Are there daring stories of human survival? Homeric or otherwise? Surely.

Every human story is one of daring survival, from first breath to last. Though our puddles are deeper and we are less prone to smearing.

Perhaps I underestimated them. Those worms. Maybe one would bravely bear hours of freezing drizzle while I slapped and scampered at tennis balls (for naught: I lost) and live to see the clouds break. Maybe a dozen sidewalk-goers’ random walks would miraculously eschew her. And then, spongy and addled (though brainless), she would blindly vermiculate in the lucky direction of the grass, not the street.

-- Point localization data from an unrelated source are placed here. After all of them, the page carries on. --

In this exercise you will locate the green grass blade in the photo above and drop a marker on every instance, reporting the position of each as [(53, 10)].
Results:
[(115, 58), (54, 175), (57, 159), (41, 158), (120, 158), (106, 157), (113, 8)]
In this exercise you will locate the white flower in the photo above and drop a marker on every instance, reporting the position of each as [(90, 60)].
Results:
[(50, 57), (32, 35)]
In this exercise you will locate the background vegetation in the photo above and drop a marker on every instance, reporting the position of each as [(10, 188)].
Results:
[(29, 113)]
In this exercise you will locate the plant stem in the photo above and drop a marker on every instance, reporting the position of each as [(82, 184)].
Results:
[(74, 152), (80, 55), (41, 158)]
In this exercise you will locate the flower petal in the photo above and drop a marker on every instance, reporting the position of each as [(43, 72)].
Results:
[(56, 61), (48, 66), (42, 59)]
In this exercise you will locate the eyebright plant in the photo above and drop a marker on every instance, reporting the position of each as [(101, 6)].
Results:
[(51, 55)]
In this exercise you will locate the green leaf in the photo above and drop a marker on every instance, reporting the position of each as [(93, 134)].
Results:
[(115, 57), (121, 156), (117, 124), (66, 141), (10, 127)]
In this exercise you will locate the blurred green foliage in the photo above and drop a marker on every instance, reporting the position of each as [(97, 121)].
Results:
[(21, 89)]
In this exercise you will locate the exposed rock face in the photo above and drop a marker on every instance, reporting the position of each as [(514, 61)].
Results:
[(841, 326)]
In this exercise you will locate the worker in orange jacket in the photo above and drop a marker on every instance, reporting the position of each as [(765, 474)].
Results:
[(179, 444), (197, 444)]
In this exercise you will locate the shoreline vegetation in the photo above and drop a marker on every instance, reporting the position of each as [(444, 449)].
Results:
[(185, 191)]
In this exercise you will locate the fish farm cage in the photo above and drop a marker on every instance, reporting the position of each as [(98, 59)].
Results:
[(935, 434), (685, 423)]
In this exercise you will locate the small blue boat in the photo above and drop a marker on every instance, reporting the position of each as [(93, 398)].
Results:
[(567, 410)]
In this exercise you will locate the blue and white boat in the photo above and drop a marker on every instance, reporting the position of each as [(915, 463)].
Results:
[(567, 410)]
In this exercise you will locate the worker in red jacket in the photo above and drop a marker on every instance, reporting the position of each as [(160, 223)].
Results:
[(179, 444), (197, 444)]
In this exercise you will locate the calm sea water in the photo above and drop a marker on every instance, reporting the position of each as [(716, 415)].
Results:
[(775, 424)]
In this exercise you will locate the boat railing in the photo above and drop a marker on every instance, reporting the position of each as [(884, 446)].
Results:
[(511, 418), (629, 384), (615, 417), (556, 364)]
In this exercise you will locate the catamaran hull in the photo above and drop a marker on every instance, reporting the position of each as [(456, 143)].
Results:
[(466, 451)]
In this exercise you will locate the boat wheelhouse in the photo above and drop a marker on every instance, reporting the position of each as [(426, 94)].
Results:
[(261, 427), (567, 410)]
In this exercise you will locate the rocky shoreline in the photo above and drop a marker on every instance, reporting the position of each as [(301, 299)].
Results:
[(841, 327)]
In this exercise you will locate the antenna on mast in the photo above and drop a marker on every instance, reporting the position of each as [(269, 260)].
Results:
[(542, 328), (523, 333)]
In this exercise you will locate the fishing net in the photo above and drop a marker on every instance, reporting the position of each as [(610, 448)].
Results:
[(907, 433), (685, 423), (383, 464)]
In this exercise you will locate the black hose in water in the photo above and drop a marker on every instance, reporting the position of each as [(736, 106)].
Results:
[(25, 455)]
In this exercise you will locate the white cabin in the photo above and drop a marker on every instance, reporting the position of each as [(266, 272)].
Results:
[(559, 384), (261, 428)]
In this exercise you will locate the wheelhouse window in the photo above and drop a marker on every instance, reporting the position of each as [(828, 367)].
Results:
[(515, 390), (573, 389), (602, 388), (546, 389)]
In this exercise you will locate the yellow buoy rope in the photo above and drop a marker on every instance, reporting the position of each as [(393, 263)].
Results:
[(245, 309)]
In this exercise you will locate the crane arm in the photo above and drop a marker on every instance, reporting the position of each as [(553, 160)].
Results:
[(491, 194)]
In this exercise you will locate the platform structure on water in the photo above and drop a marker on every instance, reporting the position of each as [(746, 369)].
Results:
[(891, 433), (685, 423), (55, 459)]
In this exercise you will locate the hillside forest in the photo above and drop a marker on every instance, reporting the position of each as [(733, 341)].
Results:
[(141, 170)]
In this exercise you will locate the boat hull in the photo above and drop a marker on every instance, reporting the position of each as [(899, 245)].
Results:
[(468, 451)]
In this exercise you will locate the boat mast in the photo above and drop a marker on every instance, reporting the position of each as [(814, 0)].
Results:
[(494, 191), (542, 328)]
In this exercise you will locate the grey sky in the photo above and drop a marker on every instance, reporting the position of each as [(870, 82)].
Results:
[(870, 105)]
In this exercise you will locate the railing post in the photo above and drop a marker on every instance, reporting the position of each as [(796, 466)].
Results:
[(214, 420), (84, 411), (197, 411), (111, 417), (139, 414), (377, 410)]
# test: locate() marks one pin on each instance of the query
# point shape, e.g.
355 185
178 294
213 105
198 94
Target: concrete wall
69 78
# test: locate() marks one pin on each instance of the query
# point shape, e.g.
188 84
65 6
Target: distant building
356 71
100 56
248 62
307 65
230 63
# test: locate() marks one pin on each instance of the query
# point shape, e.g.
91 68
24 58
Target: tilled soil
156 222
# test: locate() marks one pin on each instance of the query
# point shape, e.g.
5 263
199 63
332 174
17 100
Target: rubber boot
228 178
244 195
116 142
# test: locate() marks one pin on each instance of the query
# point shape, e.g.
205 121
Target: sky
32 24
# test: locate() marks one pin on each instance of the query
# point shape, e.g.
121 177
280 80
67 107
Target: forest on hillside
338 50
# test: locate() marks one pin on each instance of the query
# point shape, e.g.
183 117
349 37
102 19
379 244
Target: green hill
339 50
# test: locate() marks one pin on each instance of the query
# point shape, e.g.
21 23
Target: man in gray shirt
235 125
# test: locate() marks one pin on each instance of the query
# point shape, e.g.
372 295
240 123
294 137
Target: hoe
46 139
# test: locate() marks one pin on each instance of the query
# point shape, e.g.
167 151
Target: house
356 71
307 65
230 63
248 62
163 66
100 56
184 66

There she would rest a moment, marveling, tasting once more her native soil, before taking renewed strength in thoughts of loved ones, and burrowing down into the dirt.

Except I didn’t. Underestimate them. Because I came out of my match two hours later, sweaty and defeated, and saw the three of them right where I left them. Super dead. Seriously.

I took the loss better than usual, as you might imagine, since I was in a mental state of picturing deaths worse than my own. Any defeat is quite bearable, actually, compared to those sad, drowned, frozen worms.

Somehow just the possibility of their heroism – though not realized that day, still entirely plausible – buoyed me. Maybe it was the sunshine, but I got back in my car thinking not of my seven double-faults, but of resilience and determination and stoic bravery. And of loved ones

All those things and more standing between me and my own native soil, which I, too, will someday taste.